PERFECTION AND PRIVACY
The Bussy and Barr books both fairly well trace Kraftwerk's development
from avant-garde to pop and on to the re-absorption of trends they had
set in motion. They both tend to reinforce the public assumption of Hütter's/Schneider's
obsessions with both perfection and privacy, an obsession which in later
years has centred on cycling rather than music. This is no coincidence.
Serious cycling is a very obsessional, and indeed, technical interest,
and one of the ultimate realisations of the 'man-machine'. (Even one of
our own reviewers has fallen into this fascination!)

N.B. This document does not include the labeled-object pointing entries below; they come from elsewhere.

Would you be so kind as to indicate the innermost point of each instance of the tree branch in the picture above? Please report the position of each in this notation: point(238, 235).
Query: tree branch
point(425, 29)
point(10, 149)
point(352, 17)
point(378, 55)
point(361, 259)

The obsession with privacy seems to have been born mainly from a natural
shyness, but dovetailed conveniently with the Kraftwerk ideology that
they were not rockstars but workers in a factory. The factory concept
had been pioneered by Andy Warhol who had returned to the Renaissance
concept of being the artistic director of a group of craftsmen. In Kraftwerk's
case, the craftsmen were machines.
IDEOLOGISTS
Kraftwerk may never have issued a manifesto, but they have always been
'art ideologists'. One of their favourite games has been to play with
ambiguity. Radio activity (i.e. broadcasting) was conflated with radio-activity
(radiation). The imagery of Fascism was conflated with the related imagery
of contemporary Constructivism. Dummies were conflated with robots and
also with workers (Russian robotnik = worker). Above all, their
approach to technology itself has always been highly ambiguous. Another
theme which they have played with, particularly on album covers, has been
'retro-futurism', a concept that underlines an identification with the
historical continuum rather than the pure futurism with which most people
probably associated them.
I have written about Kraftwerk in the past tense, because it is unlikely
that they will ever rise to the same heights again. They spawned a revolution
that filled the world with competitors, and the world has moved on. Perhaps
we should stop speculating about their next album and leave them to enjoy
their place in history.
If you're a Kraftwerk worshipper like me you'll want all three books,
but if your interest is more limited I'd recommend Bussy's.